I tried some values of $f(y)$ like for example $f(y)=1$ for which the integral gives $2 \ \sqrt{x} $ whose derivative is defined everywhere but not at $0$.
So how would I differentiate this integral?
I will assume that $f(x)$ is continuously differentiable.
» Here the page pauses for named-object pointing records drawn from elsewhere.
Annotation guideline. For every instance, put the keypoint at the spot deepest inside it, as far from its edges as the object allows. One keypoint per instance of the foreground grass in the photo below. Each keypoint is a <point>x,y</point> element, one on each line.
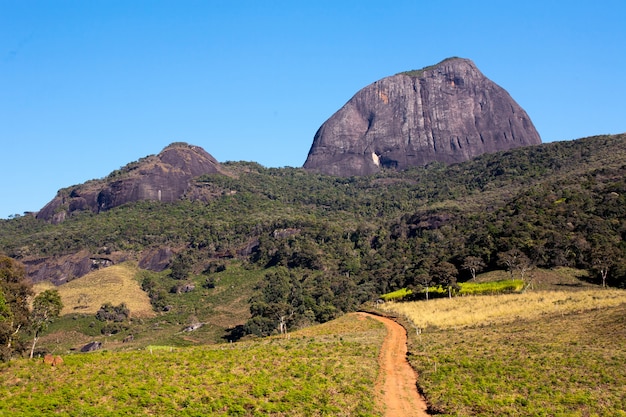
<point>325,371</point>
<point>558,354</point>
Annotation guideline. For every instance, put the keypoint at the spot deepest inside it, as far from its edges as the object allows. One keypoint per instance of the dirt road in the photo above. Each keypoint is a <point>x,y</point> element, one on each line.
<point>397,380</point>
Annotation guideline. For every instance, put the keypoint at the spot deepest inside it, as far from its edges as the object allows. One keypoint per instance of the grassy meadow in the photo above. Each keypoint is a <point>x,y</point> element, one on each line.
<point>218,309</point>
<point>541,353</point>
<point>117,284</point>
<point>327,370</point>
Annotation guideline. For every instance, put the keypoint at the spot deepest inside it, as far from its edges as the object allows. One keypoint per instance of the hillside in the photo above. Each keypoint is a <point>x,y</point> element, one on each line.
<point>540,353</point>
<point>309,247</point>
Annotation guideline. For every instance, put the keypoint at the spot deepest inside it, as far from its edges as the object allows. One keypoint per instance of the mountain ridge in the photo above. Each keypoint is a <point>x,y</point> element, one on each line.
<point>448,112</point>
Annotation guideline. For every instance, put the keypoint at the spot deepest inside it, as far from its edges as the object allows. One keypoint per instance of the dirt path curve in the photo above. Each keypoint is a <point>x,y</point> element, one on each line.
<point>397,380</point>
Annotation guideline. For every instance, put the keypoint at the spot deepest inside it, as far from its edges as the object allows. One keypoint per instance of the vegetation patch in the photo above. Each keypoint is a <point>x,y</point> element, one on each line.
<point>115,284</point>
<point>534,354</point>
<point>464,288</point>
<point>317,372</point>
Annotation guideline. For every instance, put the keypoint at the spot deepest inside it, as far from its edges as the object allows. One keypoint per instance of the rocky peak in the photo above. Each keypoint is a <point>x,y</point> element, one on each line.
<point>449,112</point>
<point>163,177</point>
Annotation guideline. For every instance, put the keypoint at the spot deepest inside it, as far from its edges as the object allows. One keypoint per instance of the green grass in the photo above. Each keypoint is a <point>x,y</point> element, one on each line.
<point>219,309</point>
<point>465,288</point>
<point>325,371</point>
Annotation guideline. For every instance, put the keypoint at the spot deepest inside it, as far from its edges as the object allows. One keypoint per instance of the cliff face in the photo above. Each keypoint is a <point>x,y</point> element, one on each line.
<point>449,112</point>
<point>163,177</point>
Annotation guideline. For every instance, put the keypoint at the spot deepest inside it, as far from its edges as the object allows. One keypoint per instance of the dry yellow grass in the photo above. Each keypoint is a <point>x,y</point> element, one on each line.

Then for $x > 0$,
$$ \int_{0}^{x} \frac{f(y)}{\sqrt{x-y}} \, \mathrm{d}y = \stackrel{(y=xu)}= \int_{0}^{1} \frac{f(xu)\sqrt{x}}{\sqrt{1-u}} \, \mathrm{d}u, $$
and so, differentiating this with respect to $x$ and utilizing the Leibniz's rule gives
\begin{align*} \frac{\mathrm{d}}{\mathrm{d}x} \int_{0}^{x} \frac{f(y)}{\sqrt{x-y}} \, \mathrm{d}y &= \int_{0}^{1} \frac{\partial}{\partial x} \frac{f(xu)\sqrt{x}}{\sqrt{1-u}} \, \mathrm{d}u \tag{$y=xu$} \\ &= \int_{0}^{1} \frac{2uxf'(xu) + f(xu)}{2\sqrt{x}\sqrt{1-u}} \, \mathrm{d}u \\ &= \frac{1}{2x} \int_{0}^{x} \frac{2yf'(y) + f(y)}{\sqrt{x-y}} \, \mathrm{d}y \tag{$y=xu$} \end{align*}
Remark. The formula
$$\frac{1}{\sqrt{\pi}} \frac{\mathrm{d}}{\mathrm{d}x} \int_{0}^{x} \frac{f(y)}{\sqrt{x-y}} \, \mathrm{d}y$$
is the half-derivative of $f(x)$ in fractional calculus.